Ponad 10 tys. zł zabrała z kasy 30-letnia pracownica sklepu medycznego z Płońska. Kobieta okradła swojego pracodawcę, żeby zainwestować na giełdzie kryptowalut. Straciła prawie wszystkie pieniądze. Teraz grozi jej do 5 lat więzienia.
Poczynania 30-latki zarejestrowały kamery sklepowego monitoringu. Zatrudniona od niedawna kobieta, gdy zostawała w sklepie sama sukcesywnie, co kilka dni wyjmowała z kasy pieniądze. Wystawiała dokumenty wypłaty, ale nie wpłacała później pieniędzy na firmowe konto. W sumie ze sklepowej kasy wyprowadziła ponad 10 tys. zł. Później, tłumacząc się chorobą, wzięła zwolnienie lekarskie.

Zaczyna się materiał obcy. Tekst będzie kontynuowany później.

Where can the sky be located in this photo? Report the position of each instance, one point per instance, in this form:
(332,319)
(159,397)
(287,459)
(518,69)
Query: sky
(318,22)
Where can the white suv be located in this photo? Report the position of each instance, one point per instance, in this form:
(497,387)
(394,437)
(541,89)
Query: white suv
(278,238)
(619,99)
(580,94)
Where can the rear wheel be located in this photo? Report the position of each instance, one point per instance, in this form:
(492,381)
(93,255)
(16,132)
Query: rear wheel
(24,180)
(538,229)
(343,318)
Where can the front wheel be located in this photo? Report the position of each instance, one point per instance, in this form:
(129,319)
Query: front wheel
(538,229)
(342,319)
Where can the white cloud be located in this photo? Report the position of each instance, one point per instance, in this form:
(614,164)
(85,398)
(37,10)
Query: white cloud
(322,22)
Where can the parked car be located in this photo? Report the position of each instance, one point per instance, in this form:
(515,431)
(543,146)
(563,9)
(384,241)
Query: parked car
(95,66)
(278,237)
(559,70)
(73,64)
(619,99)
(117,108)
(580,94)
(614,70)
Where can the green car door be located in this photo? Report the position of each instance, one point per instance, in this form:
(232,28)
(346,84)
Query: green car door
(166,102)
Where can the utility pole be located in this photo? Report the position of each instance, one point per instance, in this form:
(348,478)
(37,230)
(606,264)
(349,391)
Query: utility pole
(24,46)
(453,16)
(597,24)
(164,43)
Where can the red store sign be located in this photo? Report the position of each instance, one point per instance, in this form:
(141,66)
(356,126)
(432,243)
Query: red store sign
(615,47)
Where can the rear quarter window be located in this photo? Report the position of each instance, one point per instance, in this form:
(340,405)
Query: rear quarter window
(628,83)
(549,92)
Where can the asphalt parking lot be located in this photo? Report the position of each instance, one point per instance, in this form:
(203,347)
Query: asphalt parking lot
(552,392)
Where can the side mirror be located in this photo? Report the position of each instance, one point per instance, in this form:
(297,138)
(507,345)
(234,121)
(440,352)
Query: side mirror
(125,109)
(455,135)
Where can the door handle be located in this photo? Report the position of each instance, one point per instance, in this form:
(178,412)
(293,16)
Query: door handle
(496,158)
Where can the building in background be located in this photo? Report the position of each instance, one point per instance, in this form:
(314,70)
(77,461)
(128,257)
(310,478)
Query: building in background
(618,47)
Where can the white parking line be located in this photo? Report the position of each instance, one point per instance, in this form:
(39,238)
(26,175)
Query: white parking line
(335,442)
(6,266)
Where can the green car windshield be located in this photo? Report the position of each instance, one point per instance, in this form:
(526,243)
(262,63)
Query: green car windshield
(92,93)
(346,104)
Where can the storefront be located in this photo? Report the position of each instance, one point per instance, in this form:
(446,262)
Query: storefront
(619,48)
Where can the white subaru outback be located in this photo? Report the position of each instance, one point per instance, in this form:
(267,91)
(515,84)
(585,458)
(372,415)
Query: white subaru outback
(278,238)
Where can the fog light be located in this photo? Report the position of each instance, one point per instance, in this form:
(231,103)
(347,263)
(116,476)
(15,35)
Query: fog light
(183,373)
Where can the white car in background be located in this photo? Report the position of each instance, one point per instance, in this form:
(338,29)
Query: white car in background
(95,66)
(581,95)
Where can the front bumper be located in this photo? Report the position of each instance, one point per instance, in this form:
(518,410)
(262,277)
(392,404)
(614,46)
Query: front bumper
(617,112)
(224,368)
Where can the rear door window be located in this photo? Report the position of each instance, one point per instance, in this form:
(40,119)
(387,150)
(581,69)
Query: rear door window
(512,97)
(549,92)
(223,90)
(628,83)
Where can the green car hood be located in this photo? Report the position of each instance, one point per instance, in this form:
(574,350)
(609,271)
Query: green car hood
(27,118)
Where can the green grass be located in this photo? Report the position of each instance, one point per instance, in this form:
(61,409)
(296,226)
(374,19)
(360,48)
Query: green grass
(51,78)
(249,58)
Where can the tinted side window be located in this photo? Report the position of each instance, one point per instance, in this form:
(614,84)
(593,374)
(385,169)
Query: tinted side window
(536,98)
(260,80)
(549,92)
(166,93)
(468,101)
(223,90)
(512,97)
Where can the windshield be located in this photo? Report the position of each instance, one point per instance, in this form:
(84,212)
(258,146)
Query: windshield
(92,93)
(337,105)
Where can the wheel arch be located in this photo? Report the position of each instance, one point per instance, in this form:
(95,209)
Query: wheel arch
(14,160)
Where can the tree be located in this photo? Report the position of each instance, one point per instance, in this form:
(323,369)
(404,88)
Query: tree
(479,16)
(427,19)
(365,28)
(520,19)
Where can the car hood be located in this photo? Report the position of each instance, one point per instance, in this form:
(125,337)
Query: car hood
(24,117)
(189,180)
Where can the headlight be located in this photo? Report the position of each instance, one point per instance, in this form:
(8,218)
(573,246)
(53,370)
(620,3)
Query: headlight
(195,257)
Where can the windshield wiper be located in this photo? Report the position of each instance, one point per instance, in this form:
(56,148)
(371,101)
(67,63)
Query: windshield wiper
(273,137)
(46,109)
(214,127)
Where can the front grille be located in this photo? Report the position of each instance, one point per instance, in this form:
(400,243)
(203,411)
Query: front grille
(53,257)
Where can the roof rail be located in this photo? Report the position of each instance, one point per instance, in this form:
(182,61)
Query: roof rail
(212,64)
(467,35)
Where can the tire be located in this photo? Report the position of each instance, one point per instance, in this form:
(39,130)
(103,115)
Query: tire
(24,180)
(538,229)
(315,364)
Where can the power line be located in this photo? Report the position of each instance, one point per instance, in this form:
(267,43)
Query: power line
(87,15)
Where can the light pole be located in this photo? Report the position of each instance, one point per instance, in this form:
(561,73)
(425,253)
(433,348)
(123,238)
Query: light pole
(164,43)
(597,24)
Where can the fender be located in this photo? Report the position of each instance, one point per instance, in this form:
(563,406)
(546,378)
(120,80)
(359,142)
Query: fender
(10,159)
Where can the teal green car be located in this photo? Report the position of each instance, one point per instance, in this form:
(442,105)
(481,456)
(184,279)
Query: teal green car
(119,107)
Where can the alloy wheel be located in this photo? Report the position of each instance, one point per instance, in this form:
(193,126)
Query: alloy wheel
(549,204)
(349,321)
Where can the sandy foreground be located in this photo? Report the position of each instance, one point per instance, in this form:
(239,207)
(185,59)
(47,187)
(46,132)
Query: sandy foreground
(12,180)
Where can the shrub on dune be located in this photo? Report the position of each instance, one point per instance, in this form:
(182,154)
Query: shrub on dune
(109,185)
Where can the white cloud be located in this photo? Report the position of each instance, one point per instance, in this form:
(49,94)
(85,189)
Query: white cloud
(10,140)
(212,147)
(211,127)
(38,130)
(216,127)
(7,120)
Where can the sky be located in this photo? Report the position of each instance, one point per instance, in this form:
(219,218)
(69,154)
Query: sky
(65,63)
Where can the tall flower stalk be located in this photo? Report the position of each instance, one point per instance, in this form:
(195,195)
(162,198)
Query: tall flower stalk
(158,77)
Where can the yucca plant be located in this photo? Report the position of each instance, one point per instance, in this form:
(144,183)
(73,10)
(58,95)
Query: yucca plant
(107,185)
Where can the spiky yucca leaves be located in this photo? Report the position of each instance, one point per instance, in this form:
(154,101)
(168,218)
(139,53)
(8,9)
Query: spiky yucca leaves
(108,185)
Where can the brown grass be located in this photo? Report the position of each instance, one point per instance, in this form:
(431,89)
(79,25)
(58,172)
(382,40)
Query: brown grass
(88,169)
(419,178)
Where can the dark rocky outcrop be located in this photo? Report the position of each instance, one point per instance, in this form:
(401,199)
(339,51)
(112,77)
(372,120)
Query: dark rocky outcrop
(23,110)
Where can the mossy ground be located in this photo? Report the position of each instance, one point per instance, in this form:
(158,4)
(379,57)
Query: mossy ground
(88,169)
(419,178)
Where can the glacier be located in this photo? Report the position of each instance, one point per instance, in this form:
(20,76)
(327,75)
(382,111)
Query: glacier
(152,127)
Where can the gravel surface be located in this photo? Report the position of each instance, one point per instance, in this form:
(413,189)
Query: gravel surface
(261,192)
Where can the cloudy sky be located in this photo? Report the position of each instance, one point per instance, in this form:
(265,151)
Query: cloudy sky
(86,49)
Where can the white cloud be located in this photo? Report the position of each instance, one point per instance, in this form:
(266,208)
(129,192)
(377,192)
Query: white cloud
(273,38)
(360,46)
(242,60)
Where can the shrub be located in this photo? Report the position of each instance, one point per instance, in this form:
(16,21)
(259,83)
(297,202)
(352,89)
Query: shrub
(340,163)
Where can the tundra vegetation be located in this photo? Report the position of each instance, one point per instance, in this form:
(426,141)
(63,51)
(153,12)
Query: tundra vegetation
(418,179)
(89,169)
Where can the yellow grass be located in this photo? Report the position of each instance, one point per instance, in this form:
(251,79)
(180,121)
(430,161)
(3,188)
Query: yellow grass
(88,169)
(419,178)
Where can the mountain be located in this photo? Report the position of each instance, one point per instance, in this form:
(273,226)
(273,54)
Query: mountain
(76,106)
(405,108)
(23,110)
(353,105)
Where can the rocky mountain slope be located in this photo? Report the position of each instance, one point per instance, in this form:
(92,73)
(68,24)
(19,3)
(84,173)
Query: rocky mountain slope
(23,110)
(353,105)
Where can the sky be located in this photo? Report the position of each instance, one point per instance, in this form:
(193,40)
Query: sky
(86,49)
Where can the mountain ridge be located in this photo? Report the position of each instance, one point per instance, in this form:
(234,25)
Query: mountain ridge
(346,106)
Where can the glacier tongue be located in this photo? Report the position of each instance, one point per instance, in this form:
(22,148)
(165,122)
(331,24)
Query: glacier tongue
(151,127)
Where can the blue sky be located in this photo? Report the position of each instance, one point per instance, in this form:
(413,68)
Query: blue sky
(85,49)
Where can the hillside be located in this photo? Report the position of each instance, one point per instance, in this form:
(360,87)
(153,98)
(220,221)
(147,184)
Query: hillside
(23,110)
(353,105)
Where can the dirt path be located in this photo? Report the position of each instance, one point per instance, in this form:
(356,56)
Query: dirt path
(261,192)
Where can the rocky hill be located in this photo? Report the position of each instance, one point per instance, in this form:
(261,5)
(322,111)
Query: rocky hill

Nieuczciwa 30-latka została zatrzymana przez policję, gdy zgłosiła się do pracodawcy po wynagrodzenie za ostatni miesiąc. Okazało się, że kobieta w podobny sposób działa w poprzednim miejscu pracy, skąd została zwolniona. Jak przyznała w rozmowie z policjantami, pieniądze, które ukradła z kasy sklepu medycznego, przegrała na internetowej giełdzie, gdzie inwestowała w kryptowaluty.
Kobieta usłyszała zarzut kradzieży, za co grozi jej nawet 5 lat więzienia.